For lifting applications fibre-only ropes may not be robust enough to withstand handling during installation and maintenance operations. Deterioration on multi-layer drums will also be a limiting factor. The solution to the problem would seem to lie between the two: composite steel-fibre ropes which would combine the robustness of a steel rope with the weight saving properties of fibre ropes.
The paper given at the conference was concerned with the development of such composite ropes for lifting applications, some of the background concept of which has been previously reported. The term "composite" is taken to mean a rope which is a steel fibre combination rope where the fibre in the rope is an integral load bearing member, rather than just acting as a support for the outer strands. The type of fibres under consideration here are of the aramid type, e.g. Twaron, Technora (an aramid copolymer) or Kevlar, which have a very high breaking strength associated with low stretch and low densities, compared with steel, as well as dimensional stability over a wide temperature range.

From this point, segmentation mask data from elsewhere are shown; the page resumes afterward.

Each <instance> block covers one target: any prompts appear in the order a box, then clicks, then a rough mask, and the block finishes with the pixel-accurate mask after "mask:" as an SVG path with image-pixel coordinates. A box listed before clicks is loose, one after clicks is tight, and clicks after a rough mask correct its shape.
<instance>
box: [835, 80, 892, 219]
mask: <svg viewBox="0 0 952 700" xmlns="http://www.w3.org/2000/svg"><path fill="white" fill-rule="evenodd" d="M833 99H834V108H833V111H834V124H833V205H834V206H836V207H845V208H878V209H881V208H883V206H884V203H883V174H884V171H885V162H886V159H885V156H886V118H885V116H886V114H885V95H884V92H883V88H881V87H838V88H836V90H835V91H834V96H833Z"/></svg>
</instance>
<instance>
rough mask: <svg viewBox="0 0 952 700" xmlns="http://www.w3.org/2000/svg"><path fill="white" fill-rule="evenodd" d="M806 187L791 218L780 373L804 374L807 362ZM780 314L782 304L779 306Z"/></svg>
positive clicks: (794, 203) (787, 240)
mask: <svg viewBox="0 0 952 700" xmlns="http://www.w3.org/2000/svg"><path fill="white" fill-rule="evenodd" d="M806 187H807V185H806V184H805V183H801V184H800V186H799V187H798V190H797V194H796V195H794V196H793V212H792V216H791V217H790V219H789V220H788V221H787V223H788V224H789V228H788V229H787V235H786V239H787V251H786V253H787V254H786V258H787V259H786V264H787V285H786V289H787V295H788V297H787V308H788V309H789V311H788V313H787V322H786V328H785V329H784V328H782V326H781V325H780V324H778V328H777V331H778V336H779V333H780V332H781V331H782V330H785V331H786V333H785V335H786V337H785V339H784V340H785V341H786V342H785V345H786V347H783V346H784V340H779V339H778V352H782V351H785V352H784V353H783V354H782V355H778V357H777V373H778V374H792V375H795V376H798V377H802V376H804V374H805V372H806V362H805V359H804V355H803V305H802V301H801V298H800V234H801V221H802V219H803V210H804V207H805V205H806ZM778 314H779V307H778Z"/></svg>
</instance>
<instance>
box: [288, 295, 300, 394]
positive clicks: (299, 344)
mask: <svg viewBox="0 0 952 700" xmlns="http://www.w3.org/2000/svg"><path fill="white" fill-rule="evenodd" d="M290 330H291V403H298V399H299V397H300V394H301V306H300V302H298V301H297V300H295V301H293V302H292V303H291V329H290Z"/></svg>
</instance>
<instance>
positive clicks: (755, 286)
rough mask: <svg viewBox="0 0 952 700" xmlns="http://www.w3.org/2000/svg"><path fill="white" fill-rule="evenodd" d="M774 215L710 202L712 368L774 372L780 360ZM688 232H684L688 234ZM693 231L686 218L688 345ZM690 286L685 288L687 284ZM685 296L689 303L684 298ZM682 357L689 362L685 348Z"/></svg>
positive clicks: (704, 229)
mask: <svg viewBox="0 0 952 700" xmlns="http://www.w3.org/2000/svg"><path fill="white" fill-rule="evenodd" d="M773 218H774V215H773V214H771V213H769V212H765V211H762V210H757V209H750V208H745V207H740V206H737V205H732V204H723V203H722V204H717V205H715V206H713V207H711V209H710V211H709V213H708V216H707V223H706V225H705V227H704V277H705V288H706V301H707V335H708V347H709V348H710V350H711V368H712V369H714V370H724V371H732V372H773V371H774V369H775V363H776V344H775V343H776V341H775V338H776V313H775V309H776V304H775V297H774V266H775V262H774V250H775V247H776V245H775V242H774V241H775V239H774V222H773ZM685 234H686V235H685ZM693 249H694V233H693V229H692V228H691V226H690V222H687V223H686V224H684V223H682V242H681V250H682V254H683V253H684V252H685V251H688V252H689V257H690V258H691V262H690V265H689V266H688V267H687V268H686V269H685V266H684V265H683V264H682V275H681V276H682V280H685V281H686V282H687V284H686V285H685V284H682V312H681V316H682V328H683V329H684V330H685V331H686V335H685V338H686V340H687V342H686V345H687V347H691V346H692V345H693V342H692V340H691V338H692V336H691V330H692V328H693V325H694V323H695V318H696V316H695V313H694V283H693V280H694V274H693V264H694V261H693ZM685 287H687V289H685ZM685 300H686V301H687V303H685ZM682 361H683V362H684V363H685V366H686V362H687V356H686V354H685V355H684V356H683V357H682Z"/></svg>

The idea of combining high-strength fibres with steel wires in a rope construction has been previously considered. In 1977 a UK patent was filed entitled "wire rope with load-carrying core fibres" which described a steel wire rope incorporating a core of aromatic polyamide fibres which act as load-carrying elements. Several years later Klees described a composite steel wire in their US patent which is similar to the configuration discussed here, but with some significant differences.An extension to the idea of the composite rope is the tapered mass rope proposed by McKenzie with the application of deep mine - drum winder - hoisting in mind. The tapered mass rope involves progressively removing steel from the rope to reduce its mass, and breaking strength, while maintaining the overall rope diameter. The motivation for this design is that in deep vertical shafts less rope strength is required at the conveyance end than at the head sheave as a result of the suspended rope mass. In theory a rope could be constructed that would have varying metallic cross-sections and the wires in the strands are progressively replaced by polymer fibres or rods. Unfortunately the practical problems of manufacturing such a rope and ensuring its integrity during operation has prevented one ever being manufactured. It would appear that in general, a composite rope like that proposed by Klees and others, is a more realistic solution for a light weight rope."